Formnal Methods Group
School of Computer Science and Engineering, UNSW

Every engineering discipline needs mathematical foundations in order to have confidence in the behaviour of the artifacts that it produces. Logic and discrete mathematics provide that foundation for much of computer science.

Logic has a tradition going back at least to the ancient Greeks, but the field really exploded in relevance in the 20th century. Mathematical logicians like Godel and Turing laid down the fundamental theory about what computers can do, but also what they cannot do. Today, computer science is a key driver for research in logic: there are more logicians in computer science departments than in mathematics and philosophy departments

We are still not very good at engineering computational systems so that they have mathematical foundations that are as strong as in other engineering areas. There is an ongoing need to improve our capability in this area.

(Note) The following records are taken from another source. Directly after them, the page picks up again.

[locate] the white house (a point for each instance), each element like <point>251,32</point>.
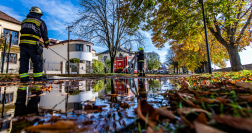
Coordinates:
<point>103,56</point>
<point>9,24</point>
<point>57,53</point>
<point>94,57</point>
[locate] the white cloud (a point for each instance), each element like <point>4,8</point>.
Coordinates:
<point>97,47</point>
<point>57,13</point>
<point>146,34</point>
<point>11,12</point>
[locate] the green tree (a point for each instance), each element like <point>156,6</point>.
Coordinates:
<point>97,66</point>
<point>75,60</point>
<point>100,23</point>
<point>153,60</point>
<point>98,85</point>
<point>229,22</point>
<point>108,65</point>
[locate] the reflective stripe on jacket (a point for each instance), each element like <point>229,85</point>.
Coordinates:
<point>32,29</point>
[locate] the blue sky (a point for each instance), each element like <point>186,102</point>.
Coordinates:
<point>58,13</point>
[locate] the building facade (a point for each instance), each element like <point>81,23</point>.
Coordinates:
<point>9,25</point>
<point>103,56</point>
<point>80,49</point>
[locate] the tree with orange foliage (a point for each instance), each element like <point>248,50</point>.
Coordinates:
<point>229,22</point>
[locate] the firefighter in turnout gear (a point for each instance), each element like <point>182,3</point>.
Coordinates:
<point>32,29</point>
<point>140,61</point>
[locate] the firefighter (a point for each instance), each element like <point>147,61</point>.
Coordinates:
<point>120,54</point>
<point>141,88</point>
<point>32,29</point>
<point>140,61</point>
<point>25,105</point>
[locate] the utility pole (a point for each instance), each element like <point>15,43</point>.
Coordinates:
<point>68,49</point>
<point>8,58</point>
<point>207,45</point>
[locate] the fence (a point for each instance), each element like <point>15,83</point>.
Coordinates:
<point>13,65</point>
<point>49,67</point>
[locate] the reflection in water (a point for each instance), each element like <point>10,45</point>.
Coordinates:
<point>26,105</point>
<point>72,94</point>
<point>68,96</point>
<point>141,88</point>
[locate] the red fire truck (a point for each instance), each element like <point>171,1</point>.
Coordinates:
<point>122,86</point>
<point>121,62</point>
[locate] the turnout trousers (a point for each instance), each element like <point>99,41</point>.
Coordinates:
<point>140,68</point>
<point>25,105</point>
<point>26,52</point>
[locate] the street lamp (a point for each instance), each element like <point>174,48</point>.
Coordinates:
<point>207,45</point>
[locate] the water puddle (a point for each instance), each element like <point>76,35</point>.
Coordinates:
<point>94,105</point>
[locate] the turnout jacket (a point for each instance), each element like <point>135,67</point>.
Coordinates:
<point>32,29</point>
<point>140,56</point>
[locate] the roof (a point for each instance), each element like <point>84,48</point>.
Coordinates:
<point>121,49</point>
<point>66,41</point>
<point>78,40</point>
<point>6,17</point>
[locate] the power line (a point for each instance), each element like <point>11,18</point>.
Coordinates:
<point>60,34</point>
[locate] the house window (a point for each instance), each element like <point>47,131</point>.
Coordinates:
<point>88,48</point>
<point>88,66</point>
<point>79,47</point>
<point>14,40</point>
<point>12,58</point>
<point>105,58</point>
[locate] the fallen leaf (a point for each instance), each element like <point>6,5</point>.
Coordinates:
<point>201,128</point>
<point>143,108</point>
<point>152,130</point>
<point>201,118</point>
<point>186,121</point>
<point>200,99</point>
<point>60,126</point>
<point>124,105</point>
<point>165,113</point>
<point>243,84</point>
<point>187,101</point>
<point>222,100</point>
<point>185,85</point>
<point>185,110</point>
<point>236,122</point>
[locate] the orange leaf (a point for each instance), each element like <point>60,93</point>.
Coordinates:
<point>201,118</point>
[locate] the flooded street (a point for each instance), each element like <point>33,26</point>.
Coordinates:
<point>105,105</point>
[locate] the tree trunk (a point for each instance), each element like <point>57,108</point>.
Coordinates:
<point>112,64</point>
<point>174,67</point>
<point>234,56</point>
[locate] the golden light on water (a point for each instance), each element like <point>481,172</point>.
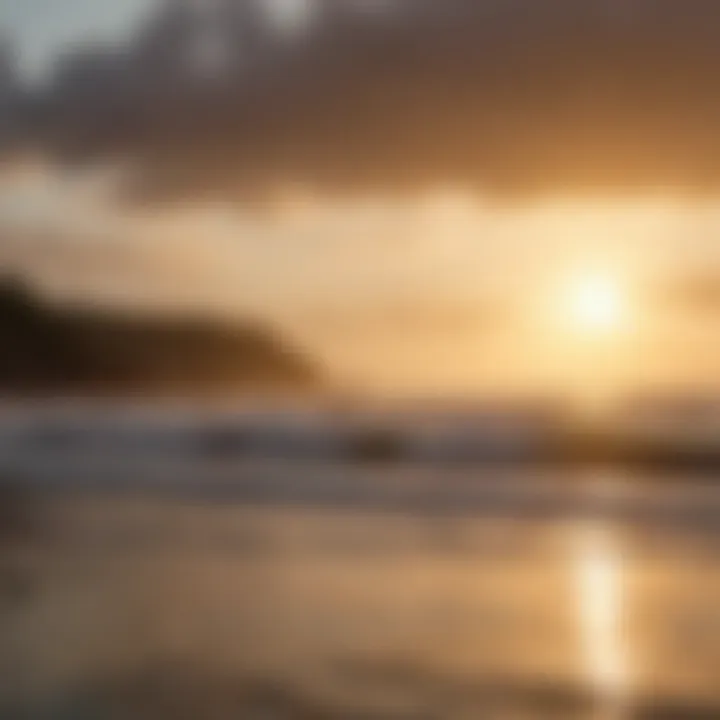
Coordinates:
<point>599,592</point>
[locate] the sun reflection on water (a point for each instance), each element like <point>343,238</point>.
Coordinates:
<point>599,588</point>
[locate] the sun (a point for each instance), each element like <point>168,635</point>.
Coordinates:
<point>596,303</point>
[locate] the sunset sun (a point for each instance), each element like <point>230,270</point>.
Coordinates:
<point>596,303</point>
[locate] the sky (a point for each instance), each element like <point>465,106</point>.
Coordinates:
<point>414,222</point>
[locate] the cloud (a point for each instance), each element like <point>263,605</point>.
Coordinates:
<point>698,293</point>
<point>509,97</point>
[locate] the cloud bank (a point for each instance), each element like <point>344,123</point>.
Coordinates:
<point>509,97</point>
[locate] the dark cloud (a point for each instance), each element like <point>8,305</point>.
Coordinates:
<point>510,96</point>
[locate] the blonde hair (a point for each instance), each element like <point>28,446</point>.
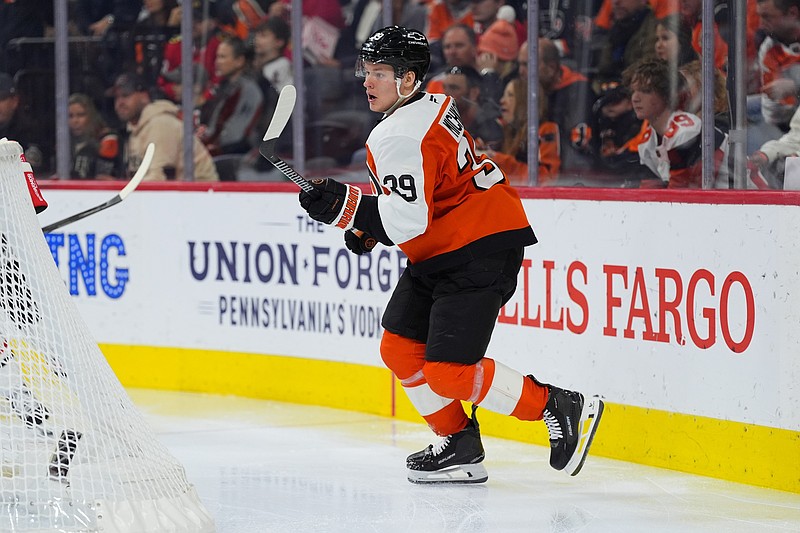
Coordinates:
<point>693,72</point>
<point>96,123</point>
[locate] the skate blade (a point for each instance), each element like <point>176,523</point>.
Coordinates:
<point>590,418</point>
<point>475,473</point>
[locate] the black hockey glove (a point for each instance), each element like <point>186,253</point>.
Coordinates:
<point>331,202</point>
<point>359,243</point>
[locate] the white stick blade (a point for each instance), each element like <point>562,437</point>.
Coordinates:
<point>283,110</point>
<point>140,172</point>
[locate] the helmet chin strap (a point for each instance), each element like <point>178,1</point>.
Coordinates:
<point>400,97</point>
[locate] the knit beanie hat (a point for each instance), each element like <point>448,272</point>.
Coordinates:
<point>500,39</point>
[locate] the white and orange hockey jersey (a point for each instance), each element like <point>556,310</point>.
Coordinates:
<point>677,157</point>
<point>438,200</point>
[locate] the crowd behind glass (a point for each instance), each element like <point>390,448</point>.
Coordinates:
<point>619,90</point>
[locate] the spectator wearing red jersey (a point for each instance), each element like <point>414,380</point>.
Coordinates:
<point>206,37</point>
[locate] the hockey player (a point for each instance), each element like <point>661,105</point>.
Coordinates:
<point>463,228</point>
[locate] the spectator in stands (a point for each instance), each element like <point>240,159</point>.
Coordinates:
<point>630,39</point>
<point>570,98</point>
<point>617,136</point>
<point>566,24</point>
<point>158,22</point>
<point>444,13</point>
<point>497,55</point>
<point>513,155</point>
<point>604,18</point>
<point>36,139</point>
<point>671,146</point>
<point>460,49</point>
<point>159,14</point>
<point>486,12</point>
<point>692,99</point>
<point>674,42</point>
<point>691,12</point>
<point>99,17</point>
<point>95,148</point>
<point>464,85</point>
<point>368,18</point>
<point>766,166</point>
<point>236,104</point>
<point>270,40</point>
<point>23,18</point>
<point>240,18</point>
<point>206,37</point>
<point>779,59</point>
<point>156,121</point>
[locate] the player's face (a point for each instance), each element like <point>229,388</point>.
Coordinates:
<point>381,87</point>
<point>78,119</point>
<point>457,49</point>
<point>647,104</point>
<point>666,44</point>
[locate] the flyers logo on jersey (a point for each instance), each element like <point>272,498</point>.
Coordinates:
<point>451,121</point>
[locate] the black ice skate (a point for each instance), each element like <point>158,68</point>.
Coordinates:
<point>571,422</point>
<point>456,459</point>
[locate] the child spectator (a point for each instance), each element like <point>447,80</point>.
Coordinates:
<point>674,41</point>
<point>269,42</point>
<point>618,135</point>
<point>95,148</point>
<point>671,145</point>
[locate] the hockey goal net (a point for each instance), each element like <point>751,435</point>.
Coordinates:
<point>75,454</point>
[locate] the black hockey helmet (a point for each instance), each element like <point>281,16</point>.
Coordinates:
<point>402,48</point>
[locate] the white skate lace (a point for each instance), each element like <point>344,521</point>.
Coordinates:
<point>438,448</point>
<point>553,427</point>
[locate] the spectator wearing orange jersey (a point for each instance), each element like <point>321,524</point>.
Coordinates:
<point>513,154</point>
<point>779,60</point>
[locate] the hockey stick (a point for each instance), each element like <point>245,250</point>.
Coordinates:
<point>129,188</point>
<point>283,110</point>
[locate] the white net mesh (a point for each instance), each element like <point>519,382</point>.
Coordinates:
<point>75,454</point>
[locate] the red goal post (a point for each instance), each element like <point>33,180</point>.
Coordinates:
<point>75,453</point>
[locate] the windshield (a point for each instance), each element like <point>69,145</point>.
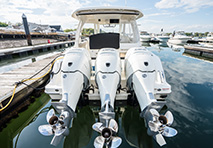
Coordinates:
<point>125,29</point>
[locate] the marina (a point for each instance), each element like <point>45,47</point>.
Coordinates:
<point>113,86</point>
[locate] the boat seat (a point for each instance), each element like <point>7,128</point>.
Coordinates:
<point>104,40</point>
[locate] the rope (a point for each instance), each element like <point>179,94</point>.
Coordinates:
<point>31,78</point>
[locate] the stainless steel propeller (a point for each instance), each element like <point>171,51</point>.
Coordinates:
<point>55,127</point>
<point>107,134</point>
<point>159,126</point>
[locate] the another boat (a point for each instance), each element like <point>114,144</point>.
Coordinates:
<point>179,38</point>
<point>162,37</point>
<point>208,41</point>
<point>115,33</point>
<point>144,36</point>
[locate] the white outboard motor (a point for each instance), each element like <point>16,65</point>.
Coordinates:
<point>74,78</point>
<point>145,76</point>
<point>108,78</point>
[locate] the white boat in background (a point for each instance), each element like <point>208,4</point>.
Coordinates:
<point>162,37</point>
<point>144,36</point>
<point>208,41</point>
<point>179,38</point>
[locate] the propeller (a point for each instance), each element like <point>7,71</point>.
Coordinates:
<point>107,134</point>
<point>159,126</point>
<point>55,127</point>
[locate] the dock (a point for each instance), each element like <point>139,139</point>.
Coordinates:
<point>29,50</point>
<point>199,50</point>
<point>11,78</point>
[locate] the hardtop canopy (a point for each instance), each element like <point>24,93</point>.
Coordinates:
<point>103,14</point>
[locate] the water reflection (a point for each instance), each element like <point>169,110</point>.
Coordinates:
<point>81,130</point>
<point>9,136</point>
<point>12,64</point>
<point>134,128</point>
<point>198,57</point>
<point>176,48</point>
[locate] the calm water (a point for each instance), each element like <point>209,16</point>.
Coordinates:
<point>191,103</point>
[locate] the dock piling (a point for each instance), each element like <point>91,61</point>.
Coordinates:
<point>26,28</point>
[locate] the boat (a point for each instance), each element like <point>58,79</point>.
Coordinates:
<point>208,41</point>
<point>144,36</point>
<point>179,38</point>
<point>115,34</point>
<point>108,79</point>
<point>162,37</point>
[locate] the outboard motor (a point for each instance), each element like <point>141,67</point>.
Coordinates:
<point>146,78</point>
<point>74,78</point>
<point>108,78</point>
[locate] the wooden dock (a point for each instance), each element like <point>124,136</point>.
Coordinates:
<point>199,50</point>
<point>9,79</point>
<point>28,50</point>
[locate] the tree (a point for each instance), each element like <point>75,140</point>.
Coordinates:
<point>68,30</point>
<point>87,31</point>
<point>3,24</point>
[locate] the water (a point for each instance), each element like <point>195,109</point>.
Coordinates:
<point>11,64</point>
<point>191,103</point>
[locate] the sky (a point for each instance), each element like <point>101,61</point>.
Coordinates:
<point>186,15</point>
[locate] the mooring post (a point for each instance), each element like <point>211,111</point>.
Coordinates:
<point>26,28</point>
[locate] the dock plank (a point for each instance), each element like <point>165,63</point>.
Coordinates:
<point>8,79</point>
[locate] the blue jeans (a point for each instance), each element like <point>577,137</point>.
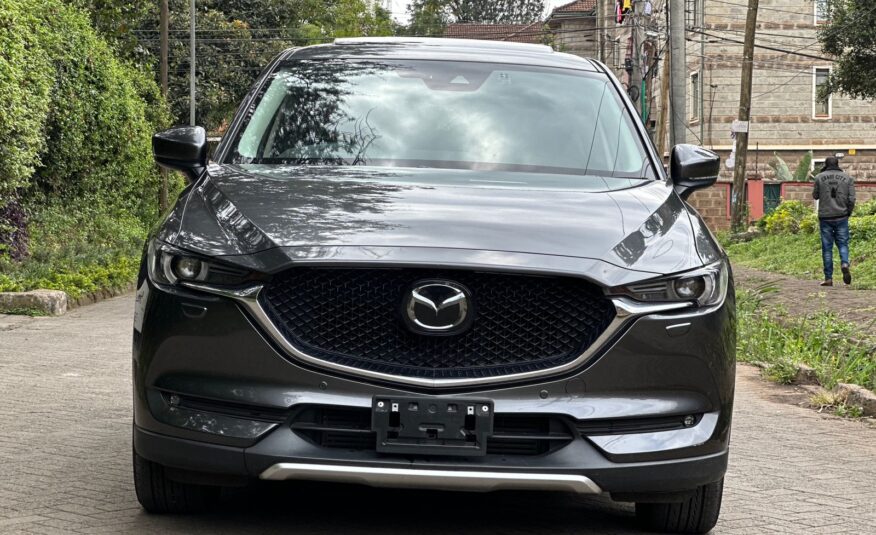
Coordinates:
<point>834,231</point>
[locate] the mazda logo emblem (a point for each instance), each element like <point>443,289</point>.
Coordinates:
<point>437,307</point>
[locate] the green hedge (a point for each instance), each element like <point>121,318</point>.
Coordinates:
<point>75,155</point>
<point>75,120</point>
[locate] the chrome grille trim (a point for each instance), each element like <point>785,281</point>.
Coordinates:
<point>626,311</point>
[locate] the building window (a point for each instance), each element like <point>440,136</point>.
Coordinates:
<point>692,13</point>
<point>821,106</point>
<point>822,11</point>
<point>694,96</point>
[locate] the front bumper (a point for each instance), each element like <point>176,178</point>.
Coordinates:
<point>580,470</point>
<point>204,347</point>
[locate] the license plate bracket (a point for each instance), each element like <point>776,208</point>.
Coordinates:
<point>432,426</point>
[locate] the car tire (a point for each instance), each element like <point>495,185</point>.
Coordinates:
<point>697,514</point>
<point>159,494</point>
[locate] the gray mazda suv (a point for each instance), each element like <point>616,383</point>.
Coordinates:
<point>436,264</point>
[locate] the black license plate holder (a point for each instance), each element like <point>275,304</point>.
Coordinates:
<point>432,426</point>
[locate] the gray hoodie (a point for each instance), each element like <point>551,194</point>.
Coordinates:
<point>835,192</point>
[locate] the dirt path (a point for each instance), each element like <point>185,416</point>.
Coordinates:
<point>802,297</point>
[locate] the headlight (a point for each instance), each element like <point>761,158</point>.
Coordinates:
<point>705,286</point>
<point>169,265</point>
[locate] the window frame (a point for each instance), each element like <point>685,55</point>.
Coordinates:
<point>815,5</point>
<point>815,101</point>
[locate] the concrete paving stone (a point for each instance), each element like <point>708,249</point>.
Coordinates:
<point>66,392</point>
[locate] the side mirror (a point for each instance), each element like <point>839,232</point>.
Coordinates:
<point>692,168</point>
<point>182,148</point>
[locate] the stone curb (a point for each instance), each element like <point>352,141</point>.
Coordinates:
<point>95,297</point>
<point>55,302</point>
<point>46,302</point>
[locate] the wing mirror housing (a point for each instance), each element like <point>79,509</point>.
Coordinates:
<point>692,168</point>
<point>182,148</point>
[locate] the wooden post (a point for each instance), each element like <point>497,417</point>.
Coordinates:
<point>164,31</point>
<point>737,219</point>
<point>662,125</point>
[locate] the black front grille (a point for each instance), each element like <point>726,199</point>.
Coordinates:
<point>350,428</point>
<point>624,426</point>
<point>353,317</point>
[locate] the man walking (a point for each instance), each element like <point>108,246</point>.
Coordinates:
<point>835,192</point>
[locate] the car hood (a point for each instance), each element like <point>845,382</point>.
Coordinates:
<point>319,212</point>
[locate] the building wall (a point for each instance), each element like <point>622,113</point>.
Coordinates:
<point>713,204</point>
<point>783,85</point>
<point>576,36</point>
<point>802,191</point>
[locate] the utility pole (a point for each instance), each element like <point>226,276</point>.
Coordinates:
<point>600,33</point>
<point>677,73</point>
<point>662,125</point>
<point>192,65</point>
<point>738,207</point>
<point>636,75</point>
<point>163,31</point>
<point>702,77</point>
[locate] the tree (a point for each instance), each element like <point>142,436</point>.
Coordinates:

As the scope of application of computational systems broadens to encompass systems that operate in the real world (e.g., robots, cars) and in society (e-commerce, crypto-currency), or are built using multiple computers (the internet, multi-processor hardware, and distributed systems), there is a need for novel logical theory that builds in additional mathematical dimensions, such as probability theory, continuous mathematics, economic game theory, concurrency, security, and theories of information flow.

The Formal Methods Group works to develop these theoretical foundations for reasoning about computational systems, and for enabling computers themselves to perform such reasoning. The work results in logical theories and computational tools that enable the development of computational systems in a way that provides high degrees of assurance about their correctness, safety and security.